José María Morelos, a mestizo or person of partial Indian heritage, who like Hidalgo was also a priest, emerged to lead the struggle over the next three and a half years. Morelos was one of the leaders of the Congress of Chilpancingo in 1813, which abolished slavery and social distinctions against Native Americans.

But by 1815, Morelos was also captured, defrocked as a priest and executed.

In 1996, retired Cal Poly English professor Starr Jenkins published a novel on Morelos. The work is based on an unpublished biography begun by Starr’s mother, Beatrice Starr Jenkins, more than 50 years ago.

It’s titled “Morelos of Mexico: Man With a Future.” Starr’s novel provides insight into Morelos’ grasp of the need for true equality for all peoples if Mexico was to achieve lasting independence and democracy.

Col. Agostin Iturbide, who had captured Morelos, made sure that the mestizo leader was shot as a traitor.

Five years later, independence was achieved. But autonomy came at a price. Mexico’s property-owning creole class (of European as opposed to Indian or mestizo descent) supported the break from Spain chiefly because of a socially radical revolution in Madrid.

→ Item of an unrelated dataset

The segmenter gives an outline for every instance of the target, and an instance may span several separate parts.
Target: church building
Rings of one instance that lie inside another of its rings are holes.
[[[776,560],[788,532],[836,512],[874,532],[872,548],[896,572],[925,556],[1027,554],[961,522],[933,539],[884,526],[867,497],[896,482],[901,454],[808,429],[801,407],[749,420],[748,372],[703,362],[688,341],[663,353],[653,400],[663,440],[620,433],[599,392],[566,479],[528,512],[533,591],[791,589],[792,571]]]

Under the so-called Plan of Iguala, social inequities and a monarchical form of government were preserved in Mexico. Ironically, Iturbide, the royalist officer who was instrumental in Morelos’ downfall, became Emperor Augostin I in 1821.

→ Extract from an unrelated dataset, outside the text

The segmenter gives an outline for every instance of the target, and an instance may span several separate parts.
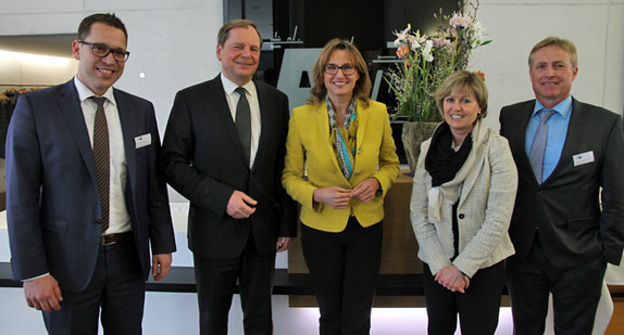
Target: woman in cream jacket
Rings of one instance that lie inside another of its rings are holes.
[[[366,63],[334,39],[292,111],[282,182],[301,204],[301,243],[324,334],[369,334],[379,271],[384,196],[399,173],[386,106],[369,99]]]
[[[424,262],[429,334],[494,334],[517,172],[507,140],[487,128],[487,88],[452,74],[436,91],[445,121],[421,145],[411,219]]]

Iturbide’s empire lasted only eight months. The Mexican Congress became critical of Iturbide, so he dissolved it. In December 1822, Gens. Antonio López de Santa Anna and Guadalupe Victoria wrote and signed the Plan of Casa Mata to depose the emperor and create a republic.

That republic retained social inequalities. Concentrations of wealth have continued to the present. Antonio López de Santa Anna is better known to us as the victor at the battle of the Alamo and the man who later lost not only Texas but the northern half of what had been Mexico. His ambitions to be a “Napoleon of the Western Hemisphere” placed Mexico, a rich country, even more in debt and open to foreign invasions.

Meanwhile, Spain’s remote and neglected outpost in California prospered with its huge herds of mission cattle through trade with other nations. It came to like being left to its own devices.

Dan Krieger is a professor emeritus of history at Cal Poly and past president of the California Mission Studies Association.